Und Aninia? Ihre Gesundheit hatte unter den schweren Schicksalsschlägen nicht gelitten, nur war sie ernster und ihr Antlitz bleicher geworden. Zugleich war es, als ob die frühere Energie des Vaters in der Tochter aufgelebt sei. Hochaufgerichtet, in fester Haltung ging sie einher und verrichtete die schwersten Arbeiten unverdrossen gleich einer Magd. Dabei war sie jetzt zur vollen Frauenschöne erblüht, und selbst die Blässe ihres Gesichtchens, aus dem die dunklen Augen hervorleuchteten, erhöhte dessen Liebreiz. Von Beppo sprach sie nie, nur noch im Gebete kam sein Name über ihre Lippen. Ihr Geheimniß hielt sie fest im Busen verschlossen, nur der Mutter hatte sie es an jenem Unglückstage anvertraut. Ob sie ihn noch immer liebte? O gewiß! Doch gedachte sie seiner nur wie eines Todten. – Die anderen hielten ihn für todt und hatten den armen Beppo wohl auch schon vergessen.

Als das zweite Unglück über Surley gekommen war und an den Cavig mit seiner Familie nach der völligen Vernichtung seines Eigenthums die Nothwendigkeit herantrat, sich irgendwie ein Unterkommen zu suchen, entweder auszuwandern oder abermals die Mildthätigkeit des ebenfalls schwer geschädigten Clo in Anspruch zu nehmen, da ging Aninia, ohne den Ihrigen ein Wort von ihrem Vorhaben zu sagen, hinüber nach Silvaplana. Dort stand, gerade dem Saumpfad gegenüber, der aufwärts über den Julierpaß und dann hinunter ins Rheinthal nach Chur führte, eine Herberge.
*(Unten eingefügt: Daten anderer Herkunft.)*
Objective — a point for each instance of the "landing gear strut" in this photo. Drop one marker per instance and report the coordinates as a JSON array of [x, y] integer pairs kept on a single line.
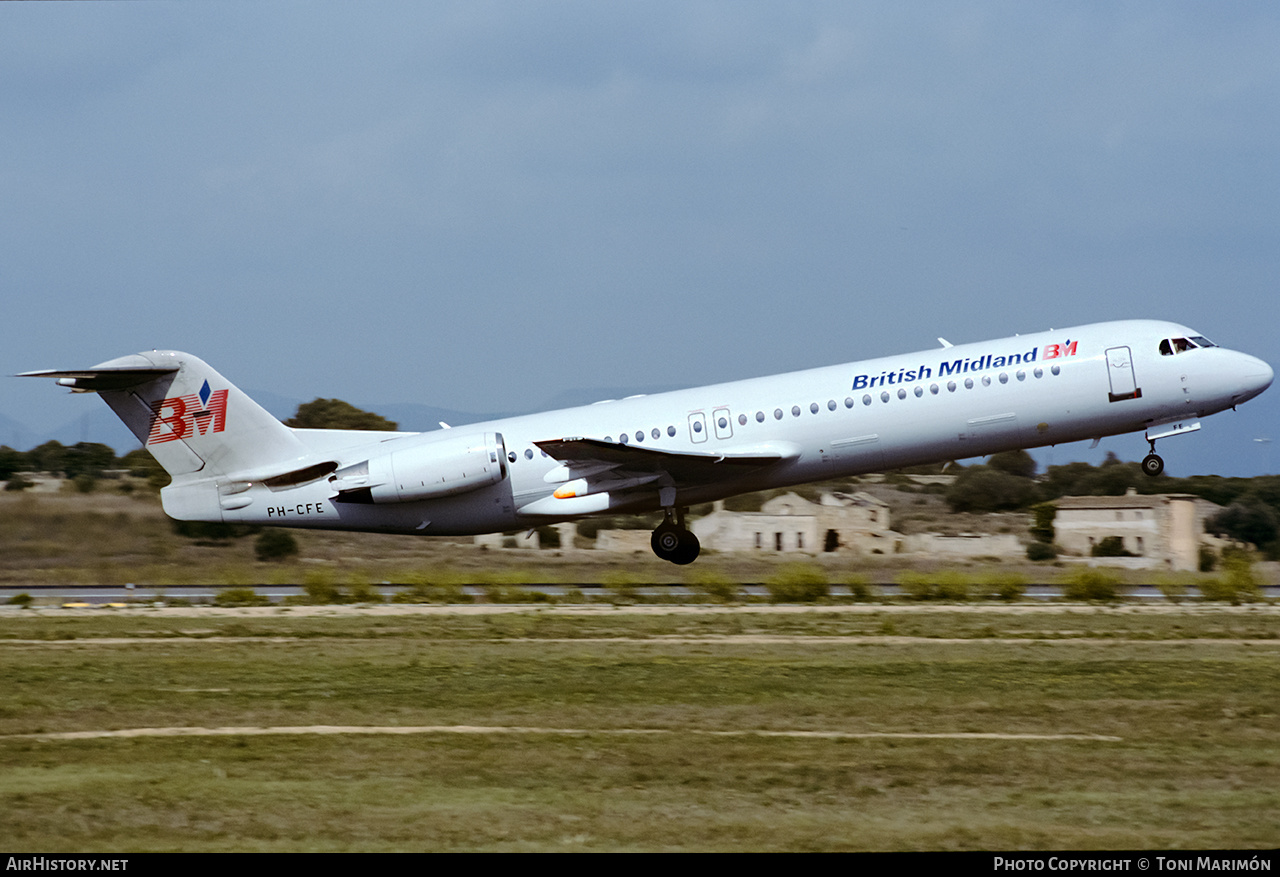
[[1152, 464], [672, 540]]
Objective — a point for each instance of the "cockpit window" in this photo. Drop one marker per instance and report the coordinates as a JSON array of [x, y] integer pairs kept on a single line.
[[1171, 346]]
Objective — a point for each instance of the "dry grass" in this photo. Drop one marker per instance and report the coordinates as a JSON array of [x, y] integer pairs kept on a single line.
[[1193, 766]]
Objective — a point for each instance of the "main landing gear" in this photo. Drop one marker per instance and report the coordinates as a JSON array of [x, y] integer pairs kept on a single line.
[[1152, 464], [672, 540]]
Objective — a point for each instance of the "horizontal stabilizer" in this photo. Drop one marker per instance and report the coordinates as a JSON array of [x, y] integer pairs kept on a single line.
[[95, 380]]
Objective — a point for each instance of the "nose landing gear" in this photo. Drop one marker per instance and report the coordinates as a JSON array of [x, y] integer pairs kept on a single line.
[[672, 540], [1152, 464]]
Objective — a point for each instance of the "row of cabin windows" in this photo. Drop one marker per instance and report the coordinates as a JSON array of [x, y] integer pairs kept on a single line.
[[722, 421]]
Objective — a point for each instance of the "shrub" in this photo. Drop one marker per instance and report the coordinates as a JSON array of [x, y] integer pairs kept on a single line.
[[362, 592], [319, 588], [1041, 551], [860, 589], [713, 585], [1238, 585], [941, 585], [275, 546], [798, 583], [1093, 585]]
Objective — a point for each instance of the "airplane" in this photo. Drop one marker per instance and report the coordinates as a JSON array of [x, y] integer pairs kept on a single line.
[[232, 461]]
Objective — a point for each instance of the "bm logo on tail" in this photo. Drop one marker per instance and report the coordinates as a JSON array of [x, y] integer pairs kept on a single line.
[[182, 416]]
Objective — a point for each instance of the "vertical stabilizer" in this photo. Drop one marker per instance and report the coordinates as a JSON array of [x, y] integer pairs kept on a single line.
[[191, 419]]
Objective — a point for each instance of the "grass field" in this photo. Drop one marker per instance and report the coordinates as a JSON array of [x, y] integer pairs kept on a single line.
[[643, 729]]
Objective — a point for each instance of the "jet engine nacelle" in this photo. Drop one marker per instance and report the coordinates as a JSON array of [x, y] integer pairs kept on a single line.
[[425, 470]]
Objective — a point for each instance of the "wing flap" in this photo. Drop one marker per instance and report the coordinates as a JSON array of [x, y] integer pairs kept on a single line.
[[684, 467]]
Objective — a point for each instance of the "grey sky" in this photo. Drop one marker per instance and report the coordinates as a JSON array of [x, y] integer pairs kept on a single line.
[[479, 205]]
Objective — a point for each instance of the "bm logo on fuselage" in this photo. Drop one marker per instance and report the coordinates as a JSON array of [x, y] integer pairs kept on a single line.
[[186, 416]]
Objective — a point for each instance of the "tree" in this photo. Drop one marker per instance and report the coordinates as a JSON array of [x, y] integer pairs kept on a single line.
[[1246, 520], [984, 489], [336, 414], [48, 457]]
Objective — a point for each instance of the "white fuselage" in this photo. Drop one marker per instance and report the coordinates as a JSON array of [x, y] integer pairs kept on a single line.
[[936, 405]]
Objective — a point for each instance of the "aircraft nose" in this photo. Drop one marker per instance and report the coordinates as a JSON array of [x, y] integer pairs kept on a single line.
[[1256, 377]]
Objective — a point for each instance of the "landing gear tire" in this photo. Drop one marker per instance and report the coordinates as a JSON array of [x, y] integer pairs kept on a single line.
[[675, 543]]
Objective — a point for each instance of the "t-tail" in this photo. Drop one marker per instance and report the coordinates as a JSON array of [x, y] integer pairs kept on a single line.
[[193, 421]]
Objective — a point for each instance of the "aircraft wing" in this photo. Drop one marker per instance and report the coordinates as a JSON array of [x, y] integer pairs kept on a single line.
[[681, 466]]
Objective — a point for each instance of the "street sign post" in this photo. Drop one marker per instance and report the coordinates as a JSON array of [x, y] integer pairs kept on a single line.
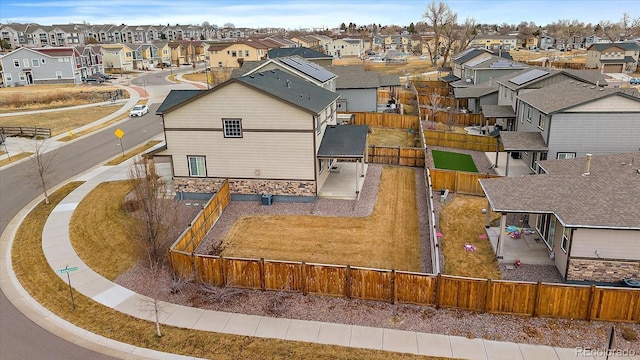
[[67, 270], [119, 133]]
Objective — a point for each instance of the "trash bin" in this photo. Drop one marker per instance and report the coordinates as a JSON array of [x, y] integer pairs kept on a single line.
[[267, 199]]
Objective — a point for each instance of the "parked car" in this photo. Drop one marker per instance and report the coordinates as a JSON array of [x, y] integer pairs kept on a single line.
[[93, 78], [139, 110]]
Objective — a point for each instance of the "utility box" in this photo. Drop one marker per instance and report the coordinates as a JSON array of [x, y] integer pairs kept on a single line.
[[267, 199]]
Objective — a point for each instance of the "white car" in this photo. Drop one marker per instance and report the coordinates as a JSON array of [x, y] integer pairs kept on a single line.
[[139, 110]]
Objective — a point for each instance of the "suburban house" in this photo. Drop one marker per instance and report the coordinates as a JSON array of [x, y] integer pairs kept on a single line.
[[585, 211], [358, 88], [117, 57], [345, 47], [26, 66], [495, 42], [284, 144], [613, 57], [511, 86], [234, 54], [574, 118], [305, 53], [459, 61], [145, 56], [294, 65]]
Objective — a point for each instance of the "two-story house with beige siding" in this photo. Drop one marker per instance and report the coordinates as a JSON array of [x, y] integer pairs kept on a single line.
[[585, 210], [267, 133], [613, 57]]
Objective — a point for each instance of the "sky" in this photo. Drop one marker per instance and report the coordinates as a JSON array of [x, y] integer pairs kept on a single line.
[[305, 14]]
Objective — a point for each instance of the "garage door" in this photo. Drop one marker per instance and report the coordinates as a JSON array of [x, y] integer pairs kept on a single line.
[[609, 68]]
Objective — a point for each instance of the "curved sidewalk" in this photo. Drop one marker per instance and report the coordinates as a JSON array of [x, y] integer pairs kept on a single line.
[[60, 253]]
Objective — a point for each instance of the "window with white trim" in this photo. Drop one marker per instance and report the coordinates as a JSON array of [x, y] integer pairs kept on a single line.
[[197, 166], [232, 128], [565, 155], [566, 234]]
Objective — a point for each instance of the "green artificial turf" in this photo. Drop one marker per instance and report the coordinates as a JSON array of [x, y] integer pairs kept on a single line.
[[453, 161]]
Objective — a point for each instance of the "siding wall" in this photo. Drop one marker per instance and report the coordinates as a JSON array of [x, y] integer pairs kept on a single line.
[[277, 140], [611, 244]]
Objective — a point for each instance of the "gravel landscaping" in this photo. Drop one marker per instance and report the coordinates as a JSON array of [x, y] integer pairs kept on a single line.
[[554, 332]]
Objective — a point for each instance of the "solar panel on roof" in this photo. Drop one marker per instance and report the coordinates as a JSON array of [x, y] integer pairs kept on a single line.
[[315, 71], [528, 76]]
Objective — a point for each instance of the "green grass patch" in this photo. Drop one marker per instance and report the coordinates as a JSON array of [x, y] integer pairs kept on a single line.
[[453, 161]]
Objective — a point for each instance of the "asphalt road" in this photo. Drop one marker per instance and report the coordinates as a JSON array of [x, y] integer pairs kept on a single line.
[[21, 339]]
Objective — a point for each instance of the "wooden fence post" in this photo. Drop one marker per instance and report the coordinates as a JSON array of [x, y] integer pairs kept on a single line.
[[393, 286], [487, 295], [438, 289], [347, 282], [303, 278], [262, 274], [223, 271], [536, 306], [592, 294]]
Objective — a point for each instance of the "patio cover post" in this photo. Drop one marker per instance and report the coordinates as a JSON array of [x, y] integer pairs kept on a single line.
[[488, 220], [506, 166], [501, 236]]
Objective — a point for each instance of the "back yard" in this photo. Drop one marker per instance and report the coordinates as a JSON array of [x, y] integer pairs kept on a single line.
[[387, 239]]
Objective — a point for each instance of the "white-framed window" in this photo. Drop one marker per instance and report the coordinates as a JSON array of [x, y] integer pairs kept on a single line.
[[197, 166], [232, 128], [566, 235], [541, 120], [565, 155]]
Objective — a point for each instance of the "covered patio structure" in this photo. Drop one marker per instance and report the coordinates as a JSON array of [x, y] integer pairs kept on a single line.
[[345, 148], [520, 141]]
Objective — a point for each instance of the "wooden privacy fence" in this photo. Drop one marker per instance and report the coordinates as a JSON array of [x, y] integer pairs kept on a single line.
[[28, 131], [386, 120], [484, 295], [189, 240], [396, 155], [461, 141], [460, 182]]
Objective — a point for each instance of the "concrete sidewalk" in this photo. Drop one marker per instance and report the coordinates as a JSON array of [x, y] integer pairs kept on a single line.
[[60, 253]]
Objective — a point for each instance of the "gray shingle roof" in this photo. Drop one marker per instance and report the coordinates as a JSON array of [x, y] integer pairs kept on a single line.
[[177, 97], [291, 89], [606, 198], [344, 141], [567, 94], [355, 77]]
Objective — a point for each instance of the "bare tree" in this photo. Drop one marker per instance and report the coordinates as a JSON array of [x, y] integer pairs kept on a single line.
[[438, 17], [155, 216], [41, 162]]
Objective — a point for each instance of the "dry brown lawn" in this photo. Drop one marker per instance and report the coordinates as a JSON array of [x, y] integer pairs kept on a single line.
[[61, 121], [461, 222], [388, 239], [37, 97], [41, 282], [380, 136]]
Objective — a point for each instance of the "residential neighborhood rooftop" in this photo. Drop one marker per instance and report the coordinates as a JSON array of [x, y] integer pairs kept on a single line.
[[606, 197]]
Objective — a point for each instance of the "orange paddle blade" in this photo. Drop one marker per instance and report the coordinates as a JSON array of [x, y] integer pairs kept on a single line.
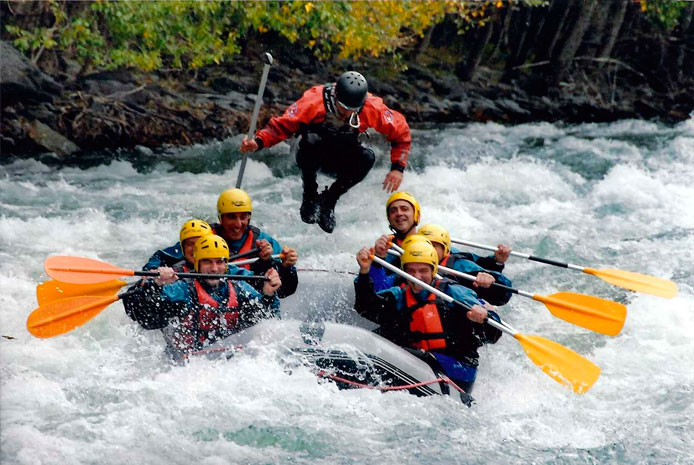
[[636, 281], [51, 290], [590, 312], [81, 270], [64, 315], [560, 363]]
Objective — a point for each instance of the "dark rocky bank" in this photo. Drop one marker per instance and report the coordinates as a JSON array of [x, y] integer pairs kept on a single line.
[[54, 109]]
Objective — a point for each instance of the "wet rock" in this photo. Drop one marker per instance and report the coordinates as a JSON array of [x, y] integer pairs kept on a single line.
[[50, 140], [21, 80]]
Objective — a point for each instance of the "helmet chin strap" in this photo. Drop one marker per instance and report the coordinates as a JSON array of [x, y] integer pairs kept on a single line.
[[354, 120]]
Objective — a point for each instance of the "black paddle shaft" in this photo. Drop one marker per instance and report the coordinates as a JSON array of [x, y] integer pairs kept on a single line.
[[237, 277]]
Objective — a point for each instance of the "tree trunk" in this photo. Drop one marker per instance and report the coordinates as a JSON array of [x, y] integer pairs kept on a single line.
[[551, 29], [613, 29], [424, 45], [530, 22], [466, 70], [565, 52]]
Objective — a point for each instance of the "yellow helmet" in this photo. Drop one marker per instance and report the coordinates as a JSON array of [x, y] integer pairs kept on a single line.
[[407, 197], [414, 238], [210, 246], [234, 201], [420, 251], [194, 228], [438, 234]]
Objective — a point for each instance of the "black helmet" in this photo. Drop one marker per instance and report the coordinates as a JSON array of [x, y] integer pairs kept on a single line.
[[351, 89]]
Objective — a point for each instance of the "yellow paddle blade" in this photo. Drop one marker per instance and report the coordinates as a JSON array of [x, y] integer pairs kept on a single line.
[[560, 363], [81, 270], [55, 290], [636, 281], [64, 315], [587, 311]]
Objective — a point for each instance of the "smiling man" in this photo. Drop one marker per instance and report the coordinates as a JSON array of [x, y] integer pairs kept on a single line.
[[235, 209], [403, 214], [329, 118], [412, 317], [194, 313]]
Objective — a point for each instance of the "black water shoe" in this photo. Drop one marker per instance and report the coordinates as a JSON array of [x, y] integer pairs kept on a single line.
[[326, 218], [309, 209]]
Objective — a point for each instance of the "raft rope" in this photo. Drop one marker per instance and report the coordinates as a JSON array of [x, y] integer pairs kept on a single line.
[[333, 377], [443, 379]]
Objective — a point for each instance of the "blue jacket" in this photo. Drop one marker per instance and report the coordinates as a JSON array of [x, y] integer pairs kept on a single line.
[[169, 256], [177, 310], [288, 276], [388, 308], [493, 295]]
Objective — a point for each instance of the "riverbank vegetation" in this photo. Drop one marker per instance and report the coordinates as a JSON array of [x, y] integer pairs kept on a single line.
[[593, 59]]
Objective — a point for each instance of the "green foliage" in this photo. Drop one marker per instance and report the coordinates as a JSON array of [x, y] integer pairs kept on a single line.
[[189, 34], [664, 13]]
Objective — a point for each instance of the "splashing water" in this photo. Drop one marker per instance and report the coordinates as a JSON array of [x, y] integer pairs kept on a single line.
[[614, 195]]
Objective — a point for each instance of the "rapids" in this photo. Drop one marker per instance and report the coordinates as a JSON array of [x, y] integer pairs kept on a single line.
[[616, 195]]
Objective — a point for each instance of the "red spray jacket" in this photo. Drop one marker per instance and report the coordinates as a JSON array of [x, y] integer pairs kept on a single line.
[[310, 110]]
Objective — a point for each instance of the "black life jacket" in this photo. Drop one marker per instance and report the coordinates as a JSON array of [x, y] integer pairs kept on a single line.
[[206, 320], [333, 129]]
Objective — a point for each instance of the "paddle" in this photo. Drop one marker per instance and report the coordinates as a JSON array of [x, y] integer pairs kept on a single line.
[[81, 270], [626, 279], [267, 58], [253, 260], [52, 290], [60, 316], [558, 362], [587, 311]]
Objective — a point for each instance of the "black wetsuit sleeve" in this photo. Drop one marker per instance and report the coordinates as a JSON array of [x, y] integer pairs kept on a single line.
[[146, 306], [379, 308], [489, 334], [288, 276], [290, 281], [490, 263], [261, 266], [252, 310]]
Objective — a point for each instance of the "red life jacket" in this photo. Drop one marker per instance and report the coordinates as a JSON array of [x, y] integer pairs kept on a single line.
[[207, 321], [445, 260], [425, 323], [248, 244]]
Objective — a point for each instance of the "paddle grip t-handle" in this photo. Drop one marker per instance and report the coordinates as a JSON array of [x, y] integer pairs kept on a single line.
[[547, 261], [267, 59]]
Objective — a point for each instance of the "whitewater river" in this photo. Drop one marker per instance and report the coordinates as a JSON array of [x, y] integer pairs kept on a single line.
[[617, 195]]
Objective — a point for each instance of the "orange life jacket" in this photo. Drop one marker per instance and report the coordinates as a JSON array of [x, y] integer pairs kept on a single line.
[[425, 324], [248, 244]]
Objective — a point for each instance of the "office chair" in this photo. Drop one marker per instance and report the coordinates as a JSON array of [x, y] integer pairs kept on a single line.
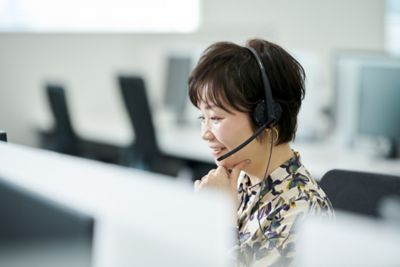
[[359, 192], [63, 137], [65, 140], [144, 153]]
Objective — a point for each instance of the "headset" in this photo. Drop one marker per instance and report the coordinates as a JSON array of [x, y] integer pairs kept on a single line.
[[267, 111]]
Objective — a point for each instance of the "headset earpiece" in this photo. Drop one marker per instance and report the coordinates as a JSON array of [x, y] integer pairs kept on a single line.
[[260, 113], [277, 112], [260, 116]]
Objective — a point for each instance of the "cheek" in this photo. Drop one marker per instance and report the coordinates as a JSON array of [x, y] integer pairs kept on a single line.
[[225, 134]]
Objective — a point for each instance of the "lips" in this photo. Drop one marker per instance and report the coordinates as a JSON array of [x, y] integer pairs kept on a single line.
[[216, 150]]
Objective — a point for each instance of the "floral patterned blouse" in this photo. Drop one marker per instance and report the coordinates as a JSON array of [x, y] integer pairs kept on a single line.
[[274, 206]]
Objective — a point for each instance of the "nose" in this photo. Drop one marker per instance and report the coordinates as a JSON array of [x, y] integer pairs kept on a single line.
[[206, 134]]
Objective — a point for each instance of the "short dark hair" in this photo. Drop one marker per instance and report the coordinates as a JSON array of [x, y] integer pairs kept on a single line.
[[227, 76]]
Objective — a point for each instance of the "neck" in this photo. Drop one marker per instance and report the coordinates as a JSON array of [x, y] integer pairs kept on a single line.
[[280, 154]]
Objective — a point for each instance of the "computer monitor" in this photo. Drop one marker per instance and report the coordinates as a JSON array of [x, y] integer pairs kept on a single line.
[[379, 104], [35, 231], [176, 91], [348, 66], [141, 218]]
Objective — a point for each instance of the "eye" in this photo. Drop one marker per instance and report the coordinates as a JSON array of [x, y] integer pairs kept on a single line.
[[215, 119], [201, 118]]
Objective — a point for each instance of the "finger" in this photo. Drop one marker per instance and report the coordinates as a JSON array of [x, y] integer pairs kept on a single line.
[[211, 171], [235, 171]]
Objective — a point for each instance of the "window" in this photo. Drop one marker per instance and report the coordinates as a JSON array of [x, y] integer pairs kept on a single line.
[[99, 16]]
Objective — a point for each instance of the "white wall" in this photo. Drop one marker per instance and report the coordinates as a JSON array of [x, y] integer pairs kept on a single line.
[[88, 63]]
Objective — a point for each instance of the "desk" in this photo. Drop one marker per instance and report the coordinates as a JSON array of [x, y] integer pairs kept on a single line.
[[139, 216]]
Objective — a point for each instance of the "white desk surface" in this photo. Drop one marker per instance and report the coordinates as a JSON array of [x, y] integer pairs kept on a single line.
[[128, 205]]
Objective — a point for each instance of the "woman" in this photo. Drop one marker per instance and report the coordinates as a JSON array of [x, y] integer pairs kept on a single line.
[[256, 91]]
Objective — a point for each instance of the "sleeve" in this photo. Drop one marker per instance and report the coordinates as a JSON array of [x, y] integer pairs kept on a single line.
[[273, 241]]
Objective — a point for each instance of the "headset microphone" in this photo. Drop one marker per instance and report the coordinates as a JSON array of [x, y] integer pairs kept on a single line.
[[266, 113]]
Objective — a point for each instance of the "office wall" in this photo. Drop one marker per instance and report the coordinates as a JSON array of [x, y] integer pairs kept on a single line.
[[88, 63]]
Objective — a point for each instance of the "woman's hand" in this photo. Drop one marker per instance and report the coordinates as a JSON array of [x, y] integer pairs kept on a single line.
[[222, 179]]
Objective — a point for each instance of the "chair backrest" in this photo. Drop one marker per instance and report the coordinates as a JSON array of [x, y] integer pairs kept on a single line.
[[65, 137], [136, 102], [359, 192]]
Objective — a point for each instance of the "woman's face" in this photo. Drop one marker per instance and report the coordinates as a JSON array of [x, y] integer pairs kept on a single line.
[[224, 131]]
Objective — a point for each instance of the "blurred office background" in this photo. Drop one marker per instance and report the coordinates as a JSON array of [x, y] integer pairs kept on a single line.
[[93, 64], [87, 54]]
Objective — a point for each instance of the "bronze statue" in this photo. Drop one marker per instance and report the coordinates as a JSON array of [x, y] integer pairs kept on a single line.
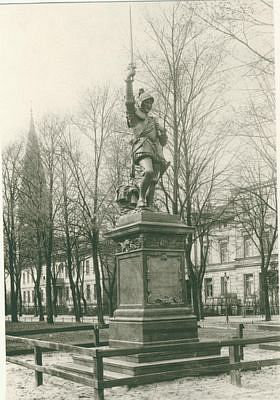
[[148, 142]]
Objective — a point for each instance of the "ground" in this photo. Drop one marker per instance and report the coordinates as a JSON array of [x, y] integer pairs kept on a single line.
[[263, 384], [258, 385]]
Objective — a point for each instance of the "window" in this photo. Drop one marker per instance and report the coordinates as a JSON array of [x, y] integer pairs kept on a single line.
[[87, 267], [67, 293], [224, 285], [247, 246], [208, 284], [88, 292], [265, 241], [60, 268], [248, 285], [94, 293], [224, 252]]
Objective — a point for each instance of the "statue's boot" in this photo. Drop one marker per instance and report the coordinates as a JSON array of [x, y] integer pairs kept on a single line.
[[141, 203]]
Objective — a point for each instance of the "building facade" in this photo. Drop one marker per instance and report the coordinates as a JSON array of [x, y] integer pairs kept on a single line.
[[234, 271]]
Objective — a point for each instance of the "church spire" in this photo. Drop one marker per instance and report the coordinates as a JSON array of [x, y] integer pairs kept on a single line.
[[32, 125]]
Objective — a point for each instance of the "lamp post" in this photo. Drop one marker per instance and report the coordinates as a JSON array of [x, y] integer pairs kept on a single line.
[[226, 278]]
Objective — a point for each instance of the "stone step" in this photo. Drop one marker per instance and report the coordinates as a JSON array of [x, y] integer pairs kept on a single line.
[[131, 368], [269, 327]]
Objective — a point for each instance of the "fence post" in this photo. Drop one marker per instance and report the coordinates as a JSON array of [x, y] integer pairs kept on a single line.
[[234, 357], [96, 334], [240, 335], [38, 361], [98, 376]]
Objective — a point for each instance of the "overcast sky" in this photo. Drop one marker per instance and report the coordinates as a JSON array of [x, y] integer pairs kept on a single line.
[[51, 53]]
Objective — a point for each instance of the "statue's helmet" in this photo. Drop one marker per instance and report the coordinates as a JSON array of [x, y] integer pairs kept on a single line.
[[142, 96]]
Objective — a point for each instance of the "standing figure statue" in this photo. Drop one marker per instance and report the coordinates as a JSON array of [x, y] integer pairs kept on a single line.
[[149, 139]]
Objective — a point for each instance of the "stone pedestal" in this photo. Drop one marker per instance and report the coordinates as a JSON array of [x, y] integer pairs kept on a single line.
[[151, 294]]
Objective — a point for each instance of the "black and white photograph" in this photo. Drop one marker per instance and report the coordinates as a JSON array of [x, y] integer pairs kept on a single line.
[[139, 200]]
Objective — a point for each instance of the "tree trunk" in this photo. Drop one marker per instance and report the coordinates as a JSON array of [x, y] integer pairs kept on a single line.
[[49, 304], [266, 296], [14, 313], [94, 246], [39, 300], [54, 298]]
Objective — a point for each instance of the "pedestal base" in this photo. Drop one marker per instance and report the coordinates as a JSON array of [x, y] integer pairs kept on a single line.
[[152, 307]]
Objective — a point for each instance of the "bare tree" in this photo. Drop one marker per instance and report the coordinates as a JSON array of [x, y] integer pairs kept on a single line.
[[51, 130], [185, 75], [256, 211], [11, 170], [96, 122]]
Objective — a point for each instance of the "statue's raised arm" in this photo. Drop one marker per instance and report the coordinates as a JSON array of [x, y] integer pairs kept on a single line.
[[149, 138]]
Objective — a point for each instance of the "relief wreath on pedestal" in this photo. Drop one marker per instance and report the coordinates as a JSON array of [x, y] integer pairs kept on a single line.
[[150, 241]]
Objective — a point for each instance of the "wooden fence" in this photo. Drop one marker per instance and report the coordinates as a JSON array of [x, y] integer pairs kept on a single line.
[[99, 383]]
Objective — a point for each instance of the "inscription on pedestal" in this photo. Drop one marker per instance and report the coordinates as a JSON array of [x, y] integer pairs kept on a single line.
[[130, 281], [164, 279]]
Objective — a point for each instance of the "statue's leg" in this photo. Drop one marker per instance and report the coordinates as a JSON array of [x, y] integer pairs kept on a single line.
[[151, 191], [147, 165]]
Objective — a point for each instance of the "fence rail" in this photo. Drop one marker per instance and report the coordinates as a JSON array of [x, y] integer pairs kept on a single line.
[[99, 383]]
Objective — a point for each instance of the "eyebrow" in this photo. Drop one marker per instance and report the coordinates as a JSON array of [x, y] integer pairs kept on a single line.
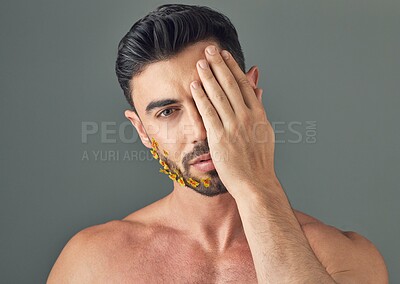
[[159, 103]]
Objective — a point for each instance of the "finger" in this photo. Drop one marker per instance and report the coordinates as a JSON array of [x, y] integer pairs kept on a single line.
[[225, 78], [259, 92], [207, 111], [246, 89], [214, 92]]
Vor Jahren war ein Mann aus jenem deutschredenden Theile Graubündens nach Silvaplana gekommen, hatte sich dort als Wirth angesiedelt und seinem Hause den deutschen Namen „Zum wilden Mann“ gegeben. Nun hauste eine Witwe darinnen mit zwei Kindern, einem Mädchen und einem Knaben von vier und fünf Jahren – der Mann war vor kurzer Zeit gestorben. Dort trat Aninia ein und hatte mit der Frau eine lange Unterredung, worauf sie mit einem freudigen Ernst in ihren Zügen nach Surley zurückkehrte. Sie fand die Eltern in dem Hause des Clo, in gedrückter Stimmung, denn das Elend stand vor der Thür und kein Ausweg wollte sich zeigen.

„Vater, Mutter, kommt!“ rief Aninia den Ihrigen mit fester Stimme entgegen. „Ich habe Euch in Silvaplana eine wohnliche Kammer und den täglichen Unterhalt ausgemacht; wir brauchen dem guten Clo und seinem Weibe nicht wieder zur Last zu sein, ja ich hoffe sogar, auch sie noch unterstützen zu können.“

„Was hast Du gethan?“ fragte Mutter Barbla, sich überrascht von ihrem Schemel erhebend und mit besorgter Miene auf Aninia zutretend.

„Fragt jetzt nicht, Mutter! Ihr werdet es schon erfahren. Rafft unsere Sachen zusammen und kommt!“ entgegnete die junge Frau.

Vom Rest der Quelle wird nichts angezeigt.